Curtis Vanderpuije, Kodjo Hesse and team from expressPay Ghana Ltd. in Ghana will develop a low-cost, contactless device for merchants in developing countries to more easily accept and process mobile money transactions. They will design the device so it can read identifying information from merchants and customers using radio-frequency identification, and use unstructured supplementary service data (USSD) to communicate with existing mobile money providers.

Daniel Kamei of the University of California Los Angeles in the U.S. will develop a paper-based diagnostic that can rapidly concentrate and detect low concentrations of cervical cancer-specific biomarkers in self-collected vaginal swabs. Cervical cancer is a major health problem, particularly in regions with limited health care where there are no effective screening programs. The test will be evaluated on existing cervical samples that have already been analyzed for HPV and cancer using conventional methods.

Jodie Wu of Global Cycle Solutions in Tanzania will evaluate an affordable hand-powered multi-crop thresher to enable smallholder farmers to thresh a variety of crops in a fast and modular way.

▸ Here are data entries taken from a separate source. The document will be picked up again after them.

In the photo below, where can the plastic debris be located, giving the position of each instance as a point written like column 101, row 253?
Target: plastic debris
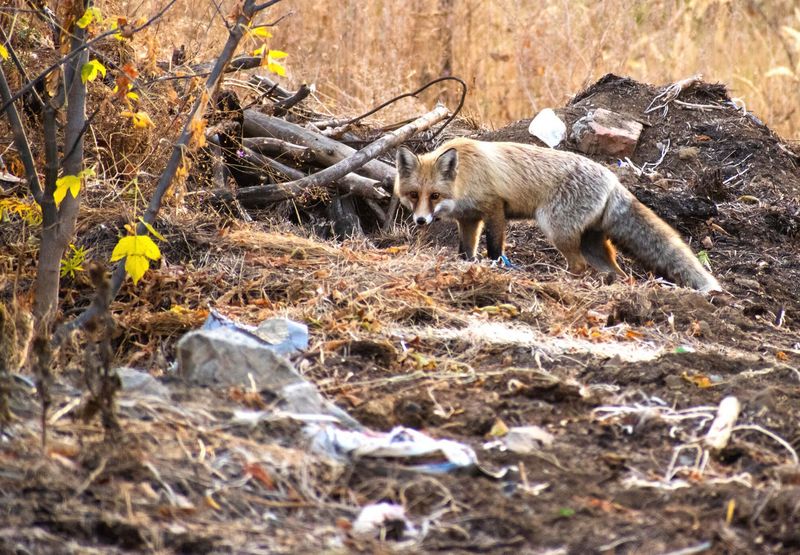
column 398, row 443
column 522, row 440
column 548, row 128
column 384, row 520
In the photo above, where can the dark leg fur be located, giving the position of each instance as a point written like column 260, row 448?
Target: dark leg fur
column 600, row 253
column 495, row 237
column 469, row 233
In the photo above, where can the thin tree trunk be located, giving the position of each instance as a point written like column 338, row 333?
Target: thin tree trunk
column 58, row 224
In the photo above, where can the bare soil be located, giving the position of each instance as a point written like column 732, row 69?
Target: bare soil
column 409, row 335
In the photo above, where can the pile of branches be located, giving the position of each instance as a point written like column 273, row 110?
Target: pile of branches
column 283, row 151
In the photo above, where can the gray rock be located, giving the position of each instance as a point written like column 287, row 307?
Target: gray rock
column 225, row 356
column 607, row 133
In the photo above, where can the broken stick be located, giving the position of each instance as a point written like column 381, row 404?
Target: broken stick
column 354, row 162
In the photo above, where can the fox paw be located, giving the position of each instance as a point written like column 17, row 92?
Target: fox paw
column 503, row 262
column 445, row 208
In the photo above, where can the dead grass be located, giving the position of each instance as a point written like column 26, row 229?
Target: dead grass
column 520, row 56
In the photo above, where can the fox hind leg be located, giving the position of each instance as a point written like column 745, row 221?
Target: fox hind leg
column 570, row 248
column 495, row 237
column 600, row 254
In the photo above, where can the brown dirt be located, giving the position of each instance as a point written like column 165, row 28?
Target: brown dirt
column 412, row 336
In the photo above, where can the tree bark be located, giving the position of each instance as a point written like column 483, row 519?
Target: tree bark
column 58, row 224
column 354, row 162
column 326, row 151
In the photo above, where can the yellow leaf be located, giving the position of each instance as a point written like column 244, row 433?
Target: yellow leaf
column 198, row 132
column 136, row 245
column 88, row 172
column 139, row 119
column 793, row 33
column 71, row 183
column 276, row 68
column 91, row 14
column 499, row 429
column 90, row 70
column 136, row 266
column 273, row 65
column 729, row 512
column 259, row 32
column 137, row 250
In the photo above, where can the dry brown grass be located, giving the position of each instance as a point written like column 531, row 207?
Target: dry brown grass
column 519, row 56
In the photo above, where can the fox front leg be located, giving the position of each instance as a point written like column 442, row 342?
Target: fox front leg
column 469, row 231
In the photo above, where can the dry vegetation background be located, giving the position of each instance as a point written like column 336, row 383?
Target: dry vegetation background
column 520, row 56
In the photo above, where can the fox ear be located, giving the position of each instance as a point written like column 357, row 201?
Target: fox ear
column 447, row 164
column 407, row 162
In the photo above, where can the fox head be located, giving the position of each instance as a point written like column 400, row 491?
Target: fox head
column 424, row 181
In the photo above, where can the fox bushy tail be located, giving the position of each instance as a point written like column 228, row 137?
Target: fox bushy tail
column 640, row 232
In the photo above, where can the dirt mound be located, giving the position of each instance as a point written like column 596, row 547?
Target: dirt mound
column 721, row 177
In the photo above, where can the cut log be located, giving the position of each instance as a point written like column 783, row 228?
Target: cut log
column 354, row 162
column 325, row 151
column 278, row 148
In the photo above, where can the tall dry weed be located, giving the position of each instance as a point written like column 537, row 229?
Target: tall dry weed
column 519, row 56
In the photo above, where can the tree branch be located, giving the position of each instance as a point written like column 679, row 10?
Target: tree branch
column 249, row 10
column 20, row 139
column 88, row 44
column 340, row 169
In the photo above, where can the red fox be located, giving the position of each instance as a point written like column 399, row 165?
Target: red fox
column 579, row 205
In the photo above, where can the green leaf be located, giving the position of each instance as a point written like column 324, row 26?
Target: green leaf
column 275, row 66
column 91, row 14
column 71, row 183
column 90, row 70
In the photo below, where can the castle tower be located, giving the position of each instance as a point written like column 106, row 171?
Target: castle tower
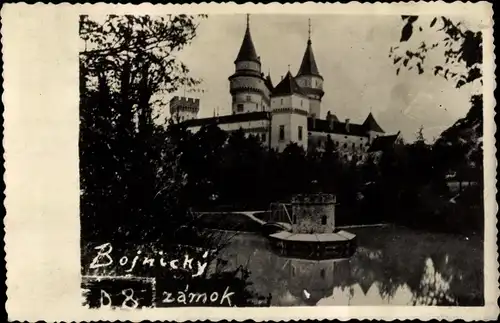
column 247, row 85
column 372, row 128
column 309, row 78
column 182, row 108
column 289, row 110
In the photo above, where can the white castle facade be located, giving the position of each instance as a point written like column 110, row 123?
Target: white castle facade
column 285, row 113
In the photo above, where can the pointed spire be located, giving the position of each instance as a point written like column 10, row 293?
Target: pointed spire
column 287, row 86
column 268, row 81
column 371, row 124
column 309, row 32
column 247, row 50
column 308, row 66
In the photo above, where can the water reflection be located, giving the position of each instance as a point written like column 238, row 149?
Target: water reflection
column 391, row 266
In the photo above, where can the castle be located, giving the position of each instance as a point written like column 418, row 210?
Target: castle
column 285, row 113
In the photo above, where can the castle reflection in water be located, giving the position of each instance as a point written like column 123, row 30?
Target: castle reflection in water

The thresher significantly increases productivity, works without electricity, and is portable, thereby reducing costs to the individual farmer. It is easy to manufacture from cheap and available parts, and is thus easy to maintain. A prototype, designed in collaboration with local farmers, has already been successfully tested.

Joseph Parse of Synovision Solutions in the U.S. will develop equipment to convert waste plastic shopping bags into drip irrigation tubing suitable for use by women smallholder farmers in developing countries. In arid regions where water is in short supply, carrying or pumping water for irrigation on smallholder farms is time- consuming and inefficient. These regions tend to also have lots of consumer waste, including plastic shopping bags.

Ton Rulkens and his team from Oxfam-Solidarité in Belgium will bring together women smallholder farmers, local blacksmiths, and scientists in a participatory approach to design labor-saving hoes for tilling and weeding in Northern Mozambique. Successful and widespread implementation of labor-saving tools has proven difficult to achieve partly due to a lack of consideration of local conditions. By taking into account women's preferences, accessibility constraints, social systems, and cultural beliefs, they will design improved hoe samples that should be more readily adopted.

Margaret Smith and colleagues at Iowa State University in the U.S. will evaluate a simple, portable, hand-operated seed cleaner using 320 women farmers in Uganda. Current practices are physically demanding, time consuming, and reduce the quality of the grain. They will refine the design of the seed cleaner using input from the target farmers to produce a second-generation device for local manufacturing. It will then be tested with several legume crops for durability, ease of transport, and affordability for groups of smallholder women farmers.

August Basson of the KEL Growing Nations Trust in Lesotho and collaborator Adriaan Jacobs will develop a time-saving seed planter adapted for use by small-scale women farmers planting maize and other grain crops. No-till planters reduce soil disturbance in order to promote conservation agriculture and improve productivity, but current models were designed for commercial use and down-scaled, making them inefficient and impractical for use by women. They will engineer an adapted rotary punch planter and distribute them for testing in the field.

Karime Séré of Intermon Oxfam of Spain, in collaboration with the National Research Institute for Technology and Science in Burkina Faso, will develop more efficient and durable rice husk furnaces and lower-cost rice sorting equipment to reduce the labor intensity of parboiled rice production, the principal livelihood activity of 18,000 Burkinabe women. Rice husk furnaces significantly reduce the time burden of collecting firewood by utilizing rice hulls as a readily available substitute fuel, and also reduce cooking time of rice by around half.